ChaPapuda vem aí: Arruda, Gim e Paulo Octávio são citados por site que provoca debates na Eleição do DF

Site Metrópoles estampa matéria que mostra os três ex-presidiários, Arruda, Gim Argello e Paulo Octávio articulando chapa para disputar as eleições no Distrito Federal

Por Victório Dell Pyrro

O site Metrópoles lançou nesta segunda-feira (20) uma matéria sobre as intenções políticas dos partidos PSD e Avante do Distrito Federal, que escancara a que níveis a justiça Eleitoral e o Congresso Nacional jogaram os destinos dos brasileiros.

Segundo o Metrópoles levantou, José Roberto Arruda (PSD) passou dois meses preso. Gim Argello (Avante) ficou na cadeia por 3 anos e 2 meses. E Paulo Octávio (PSD) esteve encarcerado por cinco dias. Todos por crimes públicos.

O site lembra que condenado seis vezes por improbidade administrativa, o ex-governador do Distrito Federal José Roberto Arruda articula junto ao ex-senador Gim Argello, presidente do Avante-DF, e do ex-vice-governador Paulo Octávio uma chapa para disputar as eleições deste ano.

O trio tem em comum não só o histórico na política brasiliense, mas também a passagem pela prisão em casos de corrupção. Arruda e Paulo Octávio foram presos preventivamente, já Gim Argello cumpriu pena após ser condenado na Lava Jato.
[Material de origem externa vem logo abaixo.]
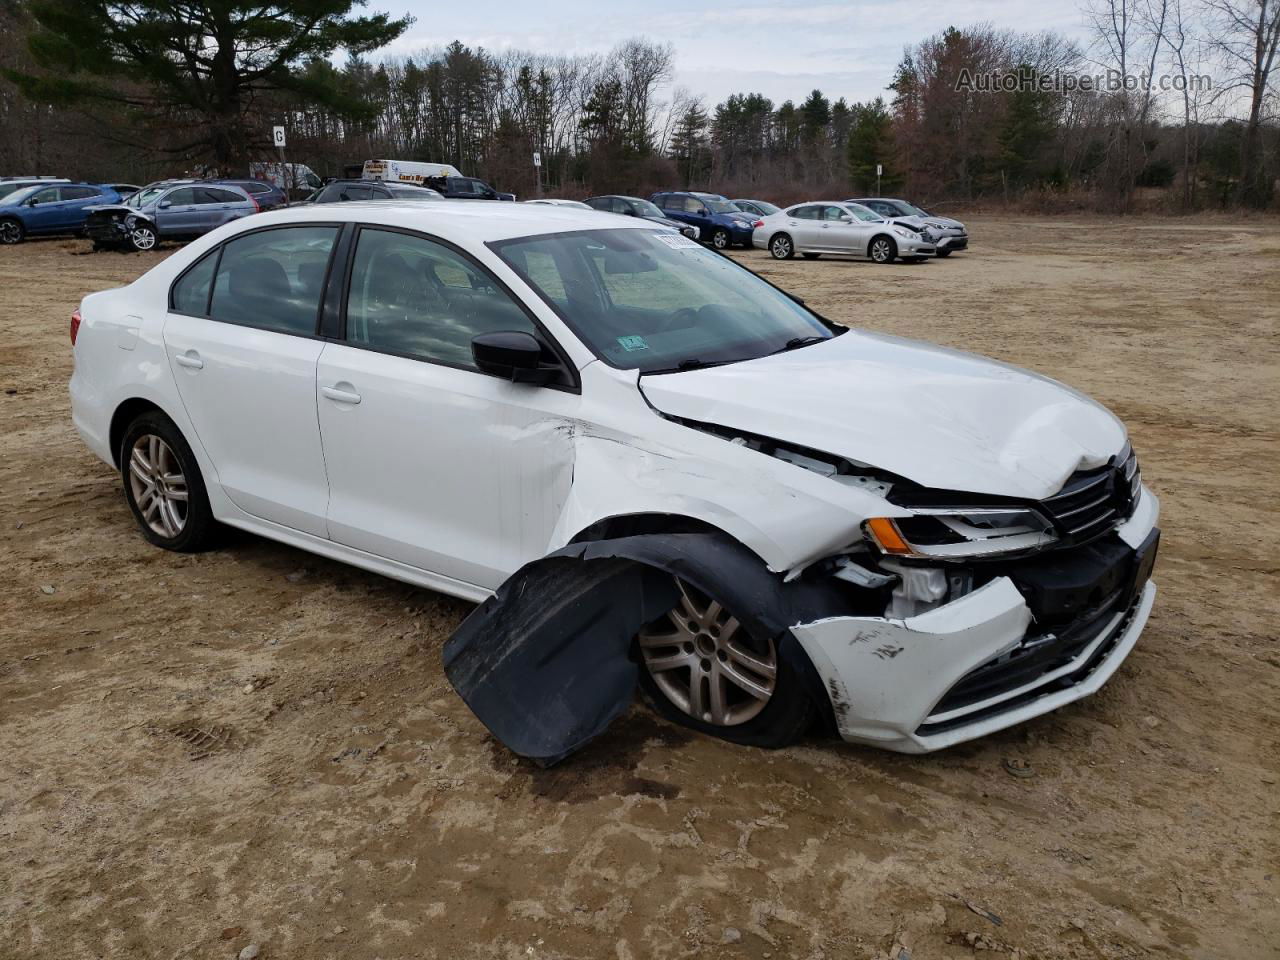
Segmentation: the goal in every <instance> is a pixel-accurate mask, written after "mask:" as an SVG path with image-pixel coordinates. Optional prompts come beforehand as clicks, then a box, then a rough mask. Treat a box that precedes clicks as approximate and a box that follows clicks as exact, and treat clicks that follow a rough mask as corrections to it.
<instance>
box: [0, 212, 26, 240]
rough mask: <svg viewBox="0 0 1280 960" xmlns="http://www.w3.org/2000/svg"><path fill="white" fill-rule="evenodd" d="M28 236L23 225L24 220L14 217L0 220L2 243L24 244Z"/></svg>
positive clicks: (0, 238) (1, 238) (0, 227)
mask: <svg viewBox="0 0 1280 960" xmlns="http://www.w3.org/2000/svg"><path fill="white" fill-rule="evenodd" d="M26 236H27V228H26V227H23V225H22V220H15V219H13V218H12V216H10V218H5V219H4V220H0V243H22V241H23V238H24V237H26Z"/></svg>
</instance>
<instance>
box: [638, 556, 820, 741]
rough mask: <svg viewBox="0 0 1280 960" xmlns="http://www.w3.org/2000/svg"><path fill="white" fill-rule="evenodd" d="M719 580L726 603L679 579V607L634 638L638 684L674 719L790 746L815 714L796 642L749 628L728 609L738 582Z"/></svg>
mask: <svg viewBox="0 0 1280 960" xmlns="http://www.w3.org/2000/svg"><path fill="white" fill-rule="evenodd" d="M714 581H716V577H714V575H712V576H710V579H709V588H710V589H719V590H722V593H723V598H724V600H726V602H724V603H722V602H721V600H719V599H717V598H713V596H712V595H710V594H708V593H705V591H703V590H699V589H696V588H695V586H692V585H691V584H689V582H686V581H684V580H681V579H680V577H676V586H677V588H678V591H680V599H678V602H677V603H676V605H675V607H673V608H672V609H671V611H668V612H667V613H666V614H663V616H662V617H659V618H658V620H657V621H654V622H653V623H649V625H646V626H645V627H644V628H643V630H641V631H640V634H639V635H637V636H636V646H637V649H639V653H640V663H641V671H640V685H641V687H643V689H644V691H645V694H646V695H648V696H649V699H650V700H652V701H653V704H654V707H655V708H657V709H658V712H659V713H662V714H663V716H664V717H667V718H668V719H672V721H675V722H676V723H681V724H684V726H686V727H692V728H694V730H698V731H701V732H703V733H710V735H712V736H717V737H721V739H722V740H728V741H731V742H735V744H749V745H753V746H767V748H777V746H786V745H787V744H791V742H794V741H795V740H796V739H797V737H799V736H800V735H803V733H804V732H805V731H806V730H808V728H809V726H810V723H812V722H813V718H814V716H815V709H814V705H813V700H812V698H810V696H809V694H808V691H806V689H805V682H804V677H803V676H801V675H800V671H799V669H797V667H796V664H795V659H794V657H795V653H794V652H787V650H786V646H785V645H786V644H794V643H795V640H794V639H792V637H791V636H790V634H787V635H783V636H782V637H781V639H780V641H778V643H774V640H773V639H772V637H769V636H763V635H759V631H758V630H756V631H753V630H750V628H749V627H748V623H750V620H739V617H737V616H735V613H733V612H732V611H731V609H730V605H728V604H730V603H732V600H730V596H732V594H733V593H735V591H733V588H732V585H730V584H716V582H714ZM739 599H741V600H742V602H744V603H748V600H746V599H745V598H739ZM780 646H781V648H782V649H780Z"/></svg>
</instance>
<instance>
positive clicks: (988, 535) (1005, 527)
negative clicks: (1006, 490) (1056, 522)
mask: <svg viewBox="0 0 1280 960" xmlns="http://www.w3.org/2000/svg"><path fill="white" fill-rule="evenodd" d="M863 527H864V530H865V531H867V538H868V539H869V540H870V541H872V543H874V544H876V545H877V547H878V548H879V549H881V550H882V552H883V553H886V554H888V556H891V557H922V558H929V559H963V558H972V557H991V556H997V554H1002V553H1024V552H1029V550H1041V549H1043V548H1046V547H1048V545H1050V544H1052V543H1053V541H1056V540H1057V534H1056V532H1055V531H1053V525H1052V524H1051V522H1050V521H1048V520H1047V518H1044V517H1043V516H1041V513H1038V512H1037V511H1034V509H1029V508H1027V507H972V508H966V507H938V508H916V509H915V511H914V515H913V516H910V517H872V518H870V520H868V521H867V522H865V524H864V525H863Z"/></svg>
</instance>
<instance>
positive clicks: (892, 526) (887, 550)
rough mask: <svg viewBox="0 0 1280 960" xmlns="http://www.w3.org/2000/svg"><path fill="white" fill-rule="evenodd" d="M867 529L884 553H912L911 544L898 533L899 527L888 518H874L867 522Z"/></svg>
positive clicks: (874, 517) (884, 517)
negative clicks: (873, 536) (880, 546)
mask: <svg viewBox="0 0 1280 960" xmlns="http://www.w3.org/2000/svg"><path fill="white" fill-rule="evenodd" d="M867 529H868V530H870V532H872V536H874V538H876V543H878V544H879V545H881V549H882V550H884V553H899V554H908V553H910V552H911V547H910V544H908V541H906V540H904V539H902V535H901V534H900V532H897V525H896V524H895V522H893V521H892V520H890V518H888V517H872V518H870V520H868V521H867Z"/></svg>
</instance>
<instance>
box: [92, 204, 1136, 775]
mask: <svg viewBox="0 0 1280 960" xmlns="http://www.w3.org/2000/svg"><path fill="white" fill-rule="evenodd" d="M72 343H73V352H74V357H76V372H74V375H73V378H72V383H70V393H72V407H73V416H74V421H76V426H77V429H78V430H79V433H81V435H82V436H83V438H84V440H86V443H88V445H90V447H91V448H92V449H93V452H95V453H97V456H99V457H101V458H102V460H104V461H105V462H106V463H109V465H111V466H113V467H116V468H118V470H119V471H120V474H122V477H123V486H124V495H125V499H127V500H128V503H129V507H131V509H132V511H133V513H134V516H136V518H137V521H138V524H140V526H141V529H142V532H143V534H145V536H146V538H147V539H150V540H151V541H152V543H155V544H156V545H160V547H165V548H169V549H175V550H193V549H198V548H200V547H202V545H205V544H206V543H209V540H210V536H211V535H212V534H214V532H215V529H216V525H218V524H228V525H232V526H237V527H242V529H244V530H250V531H253V532H257V534H261V535H264V536H269V538H274V539H276V540H282V541H284V543H287V544H293V545H296V547H300V548H302V549H307V550H312V552H315V553H320V554H324V556H328V557H334V558H338V559H343V561H347V562H349V563H353V564H357V566H361V567H365V568H367V570H372V571H376V572H380V573H384V575H388V576H392V577H398V579H401V580H404V581H408V582H412V584H419V585H422V586H426V588H431V589H435V590H440V591H443V593H448V594H454V595H457V596H462V598H467V599H470V600H479V602H483V604H481V605H480V607H479V608H477V609H476V611H475V612H474V613H472V614H471V616H470V617H468V618H467V621H466V622H465V623H463V625H462V627H460V630H458V631H457V632H456V634H454V636H453V637H452V639H451V641H449V644H448V645H447V648H445V653H444V658H445V669H447V672H448V675H449V678H451V680H452V681H453V684H454V686H456V687H457V689H458V691H460V692H461V694H462V696H463V698H465V699H466V701H467V703H468V704H470V705H471V708H472V709H474V710H475V712H476V713H477V716H480V718H481V719H483V721H484V722H485V723H486V724H489V727H490V728H492V730H493V731H494V733H495V735H497V736H499V739H502V740H503V741H504V742H507V744H508V745H509V746H511V748H512V749H513V750H516V751H517V753H521V754H525V755H529V756H535V758H538V759H540V760H543V762H553V760H556V759H559V758H561V756H563V755H566V754H567V753H570V751H572V750H573V749H576V748H577V746H580V745H581V744H582V742H585V741H586V740H589V739H590V737H591V736H594V735H595V733H598V732H599V731H600V730H603V727H604V726H605V724H607V723H608V722H609V721H611V719H612V718H613V717H616V716H617V714H618V713H620V712H621V710H622V709H625V708H626V705H627V703H628V701H630V700H631V698H632V695H634V691H635V687H636V685H637V684H639V685H640V686H641V687H644V690H645V691H646V692H648V695H649V698H650V699H652V700H653V701H654V704H655V705H657V708H658V709H659V710H662V712H663V713H666V714H667V716H668V717H671V718H673V719H676V721H678V722H682V723H686V724H689V726H691V727H695V728H698V730H701V731H705V732H709V733H714V735H718V736H722V737H724V739H728V740H733V741H737V742H746V744H758V745H780V744H785V742H787V741H790V740H792V739H794V737H796V736H797V735H799V733H801V732H803V731H805V730H806V728H809V727H810V726H812V724H813V723H814V721H826V722H827V723H828V724H829V726H831V727H833V728H835V730H837V731H838V732H840V735H842V736H844V737H845V739H846V740H851V741H860V742H868V744H878V745H882V746H886V748H890V749H895V750H902V751H913V753H915V751H925V750H933V749H937V748H942V746H947V745H950V744H956V742H959V741H964V740H969V739H972V737H975V736H979V735H983V733H987V732H989V731H995V730H998V728H1002V727H1007V726H1010V724H1012V723H1016V722H1019V721H1021V719H1025V718H1028V717H1033V716H1037V714H1041V713H1044V712H1047V710H1051V709H1053V708H1056V707H1060V705H1062V704H1065V703H1069V701H1071V700H1075V699H1078V698H1082V696H1084V695H1087V694H1089V692H1092V691H1094V690H1097V689H1098V687H1100V686H1101V685H1102V684H1103V682H1105V681H1106V680H1107V678H1108V677H1110V676H1111V675H1112V673H1114V672H1115V669H1116V668H1117V667H1119V664H1120V663H1121V660H1123V659H1124V658H1125V655H1126V654H1128V653H1129V650H1130V649H1132V648H1133V645H1134V643H1135V640H1137V637H1138V635H1139V632H1140V631H1142V628H1143V625H1144V623H1146V621H1147V617H1148V613H1149V611H1151V607H1152V602H1153V598H1155V591H1156V590H1155V585H1153V584H1152V582H1151V581H1149V575H1151V568H1152V564H1153V561H1155V556H1156V544H1157V540H1158V530H1157V529H1156V518H1157V500H1156V498H1155V495H1152V493H1151V492H1149V490H1148V489H1147V488H1146V486H1143V485H1142V483H1140V477H1139V472H1138V466H1137V458H1135V456H1134V453H1133V451H1132V449H1130V447H1129V443H1128V440H1126V436H1125V430H1124V426H1123V425H1121V424H1120V422H1119V421H1117V420H1116V419H1115V417H1114V416H1112V415H1111V413H1108V412H1107V411H1106V410H1105V408H1102V407H1101V406H1098V404H1097V403H1094V402H1092V401H1089V399H1087V398H1085V397H1083V396H1080V394H1079V393H1075V392H1074V390H1071V389H1069V388H1066V387H1064V385H1061V384H1059V383H1055V381H1053V380H1048V379H1046V378H1042V376H1037V375H1034V374H1029V372H1024V371H1020V370H1016V369H1012V367H1009V366H1005V365H1001V364H996V362H992V361H988V360H983V358H979V357H975V356H972V355H966V353H960V352H955V351H950V349H941V348H937V347H932V346H927V344H923V343H916V342H909V340H902V339H895V338H890V337H879V335H870V334H865V333H860V332H855V330H846V329H844V328H840V326H836V325H833V324H829V323H827V321H826V320H824V319H822V317H820V316H818V315H817V314H814V312H813V311H812V310H809V308H806V307H805V306H804V303H803V302H801V301H799V300H797V298H794V297H791V296H790V294H787V293H785V292H782V291H780V289H778V288H776V287H773V285H771V284H769V283H767V282H765V280H763V279H760V278H759V276H756V275H755V274H753V273H751V271H749V270H746V269H744V268H741V266H739V265H737V264H736V262H733V261H732V260H730V259H727V257H724V256H721V255H719V253H716V252H712V251H708V250H704V248H701V247H700V246H699V244H698V243H695V242H692V241H689V239H686V238H684V237H681V236H680V234H677V233H673V232H669V230H664V229H660V228H655V227H654V225H653V224H649V223H646V221H644V220H636V221H634V223H632V221H623V220H622V219H620V218H616V216H611V215H608V214H599V212H588V211H579V210H572V209H556V207H548V206H541V207H536V206H520V205H515V204H457V205H453V204H447V205H436V206H435V207H433V210H431V211H430V216H428V215H425V214H424V212H422V209H421V205H398V204H394V202H381V204H343V205H335V206H326V207H294V209H289V210H282V211H276V212H271V214H264V215H260V216H255V218H252V219H250V220H242V221H237V223H234V224H229V225H227V227H223V228H220V229H219V230H215V232H214V233H210V234H207V236H206V237H204V238H201V239H200V241H197V242H195V243H192V244H191V246H188V247H186V248H184V250H182V251H179V252H177V253H174V255H173V256H172V257H169V259H168V260H165V261H164V262H163V264H160V265H157V266H155V268H154V269H152V270H150V271H148V273H146V274H145V275H143V276H141V278H140V279H138V280H136V282H134V283H132V284H129V285H128V287H124V288H122V289H114V291H106V292H102V293H95V294H91V296H88V297H86V298H84V300H83V302H82V303H81V307H79V310H78V311H77V312H76V315H74V316H73V320H72Z"/></svg>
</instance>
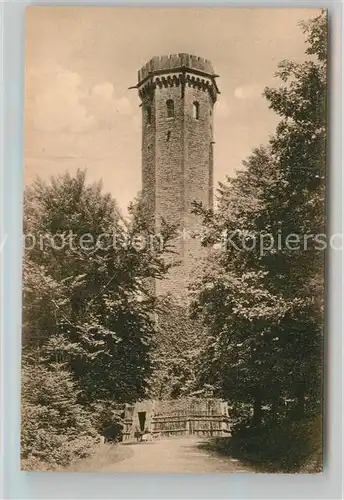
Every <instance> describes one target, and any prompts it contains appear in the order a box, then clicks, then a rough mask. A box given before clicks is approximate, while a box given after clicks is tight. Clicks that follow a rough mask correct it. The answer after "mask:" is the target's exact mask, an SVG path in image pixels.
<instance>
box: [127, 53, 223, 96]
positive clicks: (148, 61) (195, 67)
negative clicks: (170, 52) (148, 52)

A matéria já rende memes e postagens nas redes sociais. VEJA:

Arruda, Paulo Octávio e Gim costuraram o acordo segundo o qual o Avante deve fazer a indicação do candidato a vice-governador na chapa encabeçada por Arruda ou lance um nome ao Senado. Paulo Octávio já foi anunciado como o outro pré-candidato ao Senado.

A vaga de vice permanece em aberto e é um dos principais pontos das negociações. O próprio Gim Argello está entre os nomes cotados para compor a chaPapuda.

PSD e Avante realizarão convenção conjunta no Distrito Federal em 26 de julho para oficializar as chapas dos dois partidos à Câmara Legislativa do Distrito Federal (CLDF) e à Câmara dos Deputados.

Arruda

Pré-candidato ao Palácio do Buriti, Arruda acumula seis condenações em segunda instância decorrentes da Operação Caixa de Pandora, que revelou um esquema de corrupção envolvendo o então governador, deputados distritais e empresários, com desvios de recursos públicos e pagamento de propina entre 2006 e 2009. Paulo Octávio era o vice dele à época.

Arruda foi condenado a ressarcir R$ 595 milhões aos cofres públicos em valores atualizados. 

Inelegível, Arruda tenta viabilizar uma candidatura em 2026 com base nas alterações promovidas na Lei da Ficha Limpa, que estão em discussão no Supremo Tribunal Federal (STF). 

Paulo Octávio

Cotado para disputar o Senado pelo PSD, Paulo Octávio foi condenado, em janeiro de 2022, pela 6ª Vara da Fazenda Pública do Distrito Federal, ao lado da empresa Paulo Octávio Investimentos Imobiliários Ltda. e de outros quatro réus, por improbidade administrativa em razão de irregularidades nas autorizações para a construção do JK Shopping, reveladas pela Operação Átrio, deflagrada em 2014.

Gim Argello 

Em outubro de 2016, o então juiz federal Sérgio Moro condenou Gim Argello a 19 anos de prisão pelos crimes de corrupção passiva, lavagem de dinheiro e obstrução à investigação. Em novembro de 2017, o Tribunal Regional Federal da 4ª Região reduziu a pena para 11 anos e 8 meses .

Esse trio só pode estar certo que o brasiliense é burro ou conivente com os diversos graves crimes contra o bolso do cidadão. O Congresso Nacional que aprovou a flexibilização da Lei da Ficha Limpe aplaude a aberração e o Gilmar Mendes do STF senta em cima de decisão que pode acabar vom a a farra de marginais infiltrados na política.

O julgamento no STF sobre as alterações na Lei da Ficha Limpa (Lei Complementar 219/2025) encontra-se suspenso. A análise foi interrompida em maio de 2026 após um pedido de vista do ministro Gilmar Mendes, e ainda não há data para ser retomada.

Até a suspensão, o placar estava 2 a 0 pela inconstitucionalidade das mudanças que flexibilizaram a regra de inelegibilidade. A relatora, ministra Cármen Lúcia, seguida pelo ministro Luiz Fux, votou para barrar as alterações aprovadas pelo Congresso, que permitiam que o prazo de inelegibilidade de 8 anos fosse contado a partir da condenação (e não mais após o cumprimento da pena), além de criar um limite máximo de 12 anos de punição.